Pernah memenangkan juara II Lomba Karya Tulis Ilmiah Alquran Universitas Trunojoyo Madura (2018), juara III Lomba Karya Tulis Ilmiah Mahasiswa se Jawa Timur di Universitas Nusantara PGRI Kediri (2019), Paper Presenter pada  8th HERO International and national conference of Himpunan Mahasiswa Ilmu Ekonomi (HIMIE) Fakultas Eknomi dan Bisnis (FEB) Universitas Muhammadiyah Yogyakarta (2020),  penulis terpilih (10 besar) pada event Indonesia Berpuisi #9 oleh CV. Poetry Publisher (2020), dan nominasi 30 karya terbaik dalam lomba menulis puisi nasional oleh Dema Fahum UIN Sunan Ampel Surabaya (2020).
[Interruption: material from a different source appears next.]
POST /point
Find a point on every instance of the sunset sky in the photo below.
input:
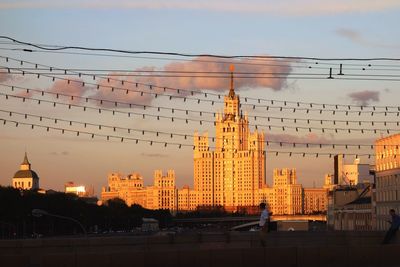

Puisinya termuat dalam beberapa antologi bersama; Antologi Puisi Sasoma diterbitkan oleh Lesehan Sastra Annuqayah (LSA) (2015), Antologi Puisi Negeri Kertas (2016), Antologi Puisi Nusantara diterbitkan oleh CTA Creation (2016), Antologi Puisi Perempuan Yang Tak Layu Merindu Tunas Baru diterbitkan oleh FAM Publishing (2018), Antologi Puisi Mengeja Komposisi Mie Instan diterbitkan oleh LPM Arena UIN Sunan Kalijaga Yogyakarta (2019), Antologi Puisi Perempuan Seberang Jalan diterbitkan oleh CV. Poetry Publisher Indhependhent (2020). Antologi puisi solo ‘Jejak’ diterbitkan secara gratis oleh FAM Publishing (2019).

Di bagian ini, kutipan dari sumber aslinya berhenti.